We excluded SILVA's plant, animal, and fungal branches from OTT because these groups
are well covered by other sources and poorly represented in SILVA. For example, SILVA
has only 299 taxa in
Metazoa
, compared with over 500,000 taxa under
Metazoa
in NCBI Taxonomy.
Extinct / extant annotations : Curators requested information about whether taxa were
extinct vs. extant. With the exception of limited data from WoRMS and Index Fungorum,
this information was not explicitly present in our other sources, so we imported IRMNG,
which logs the extinct / extant status of taxa.
As a secondary heuristic, records from GBIF that originate from PaleoDB, and do not
come from any other taxonomic source, are annotated extinct. This is not completely
reliable, as some PaleoDB taxa are extant.

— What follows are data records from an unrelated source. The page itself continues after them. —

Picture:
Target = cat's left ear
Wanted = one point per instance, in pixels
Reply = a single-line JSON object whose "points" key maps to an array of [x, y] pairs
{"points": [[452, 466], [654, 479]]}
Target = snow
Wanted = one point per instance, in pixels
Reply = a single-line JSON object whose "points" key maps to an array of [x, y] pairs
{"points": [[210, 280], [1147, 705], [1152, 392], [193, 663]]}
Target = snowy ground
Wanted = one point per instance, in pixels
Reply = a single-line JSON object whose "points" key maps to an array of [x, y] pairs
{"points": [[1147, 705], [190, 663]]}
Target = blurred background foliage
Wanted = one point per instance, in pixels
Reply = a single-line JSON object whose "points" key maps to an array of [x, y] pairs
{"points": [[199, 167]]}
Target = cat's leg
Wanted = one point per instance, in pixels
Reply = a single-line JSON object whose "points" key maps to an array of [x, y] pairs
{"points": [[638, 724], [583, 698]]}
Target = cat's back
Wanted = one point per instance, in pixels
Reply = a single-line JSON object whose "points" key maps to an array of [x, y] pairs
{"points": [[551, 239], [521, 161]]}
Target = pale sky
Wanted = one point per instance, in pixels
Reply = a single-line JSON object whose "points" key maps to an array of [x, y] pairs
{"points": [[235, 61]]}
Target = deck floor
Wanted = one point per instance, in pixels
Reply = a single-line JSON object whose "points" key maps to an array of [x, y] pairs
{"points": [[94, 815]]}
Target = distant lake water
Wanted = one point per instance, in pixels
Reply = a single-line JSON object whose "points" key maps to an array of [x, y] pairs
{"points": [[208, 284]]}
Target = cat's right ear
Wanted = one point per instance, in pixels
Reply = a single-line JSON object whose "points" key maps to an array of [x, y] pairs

Suppressed records : We suppress the following source taxonomy records:
animals, plants,
fungi
in SILVA
GBIF backbone records that originate from IRMNG (IRMNG is imported separately)
GBIF backbone records that originate from IPNI
GBIF backbone records whose taxonomic status is 'doubtful'
GBIF backbone records for infraspecific taxa (subspecies, variety, form)
IRMNG records whose nomenclatural status is 'nudum', 'invalid', or any of about 25
similar designations
NCBI Taxonomy records that have no potential for unification with OTUs in phylogenetic
studies: those with name-strings containing 'insertion sequences', 'artificial librarries',
'transposons', or any of about 15 similar designations
The IPNI and IRMNG derived GBIF records are suppressed because they include many invalid
names. We pick up most of the valid names from other sources, such as the direct IRMNG
import, so this is not a great loss. Although GBIF's original taxonomic sources indicate
which names are known to be invalid, this information is not provided by the GBIF
backbone. Note that the GBIF backbone might import the same name from more than one
source, but its provenance information only lists one of the sources. We suppress
the record if that one source is IPNI or IRMNG.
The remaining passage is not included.